Machine compromised

Jason L Tibbitts III tibbs at math.uh.edu
Wed Dec 20 05:50:20 UTC 2006


>>>>> "b" == bhiksha  <bhiksha at merl.com> writes:

b> Im not sure if "backup" was a valid account in the first place --

I have no such account on any of my machines, so it's certainly not
there by default.  However, it's possible that some package you
installed created that account.  I can't think of any package that
might have done so; the BackupPC package in extras adds a "backuppc"
account, but it's created disabled and with /sbin/nologin as the
shell.

b> Its easy to make out that its a classic dictionary attack --
b> they've tried about a hundred userids, and attempted to login
b> several thousand times.

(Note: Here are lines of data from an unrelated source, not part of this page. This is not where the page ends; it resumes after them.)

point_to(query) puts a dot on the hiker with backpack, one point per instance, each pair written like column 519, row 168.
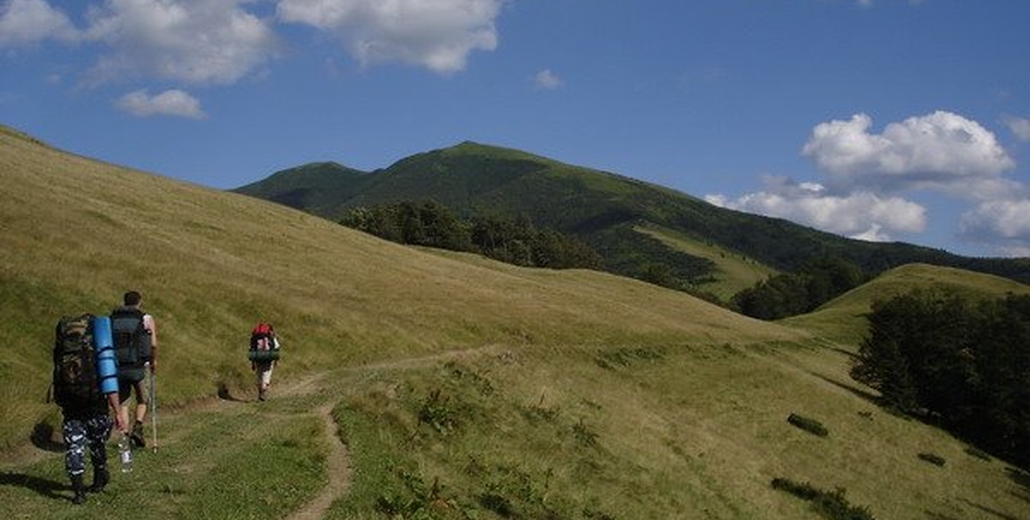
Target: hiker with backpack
column 136, row 345
column 86, row 388
column 264, row 354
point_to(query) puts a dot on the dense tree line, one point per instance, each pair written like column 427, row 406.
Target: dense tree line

They tried "backup" thrice and managed to
b> get in.

Well, if you expose port 22 to the Internet, you will find that there
are hosts which constantly attempt dictionary attacks against you.
You should install something like denyhosts if you want to have them
automatically blocked.  There are, however, many out there who just
treat this as nothing more than noise in their logs.

You should of course not leave your machine running and certainly not
connected to the Internet; it should be wiped and reinstalled.  If you
want to do forensics, pull the drive first.  There's no telling how
many backdoors or malicious bits were installed.